Há poucos dias, um deles oferecia por R$ 700 dois filhotes de yorkshire, raça cujo exemplar chega a custar R$ 3.000. Um dos cães foi comprado por uma família do Rio de Janeiro e começou a passar mal.

No veterinário, a surpresa: o filhote havia sido pintado de preto para parecer um yorkshire. Era, de fato, um vira-lata branco e amarelo. As orelhas foram coladas, e o rabo, quebrado. Tudo para simular o padrão da raça. Mas, sem raça... sem dono. Diante da revelação, a família não quis ficar com o cão.

A história de Thor nos confronta com três desafios: os maus-tratos, a fraude e o abandono. A polícia do Rio tenta identificar o autor da crueldade. Mas, ainda que consiga, o sujeito pagará apenas algumas cestas básicas, pois a revisão da lei de crimes ambientais segue engavetada no Congresso. A esperança é que a fraude ao consumidor faça o criminoso passar pelo menos algumas noites na cadeia. Nada disso, porém, terá punido o abandono.

Ilustração Tiago Elcerdo

Thor já ganhou outra família, mas nos abrigos de qualquer cidade brasileira sobram histórias de supostos poodles abandonados quando o pelo ficou liso, de falsos pinschers despejados quando cresceram demais. Todos comprados com "pedigree".

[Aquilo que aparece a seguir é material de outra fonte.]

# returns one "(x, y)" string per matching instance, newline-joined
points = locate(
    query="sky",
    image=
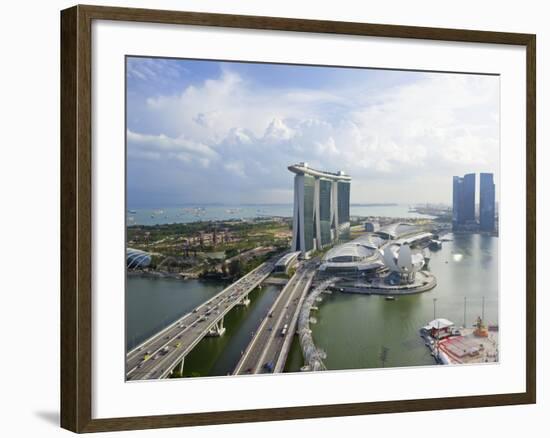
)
(201, 132)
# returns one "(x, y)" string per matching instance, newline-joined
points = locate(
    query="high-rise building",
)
(464, 200)
(321, 207)
(486, 202)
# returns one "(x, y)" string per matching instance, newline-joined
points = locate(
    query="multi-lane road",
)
(268, 349)
(157, 356)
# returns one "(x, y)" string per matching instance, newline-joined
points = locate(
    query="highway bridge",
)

Há dez anos, com uma câmera escondida, mostrei o comércio de falsos pedigrees numa esquina de São Paulo. Mas o sujeito que me vendeu o papel segue no mesmo lugar, vendendo cães no porta-malas (e provavelmente pedigrees).

Chama a atenção a morosidade da polícia e da Justiça e o pouco caso com que ambas tratam as questões envolvendo os animais. Mas chama ainda mais a atenção o fato de um bicho perder o valor porque se descobriu que ele não tem raça definida. Surpreendente que isso se dê num país de mestiços como nós. Aqui, caros leitores, somos todos vira-latas.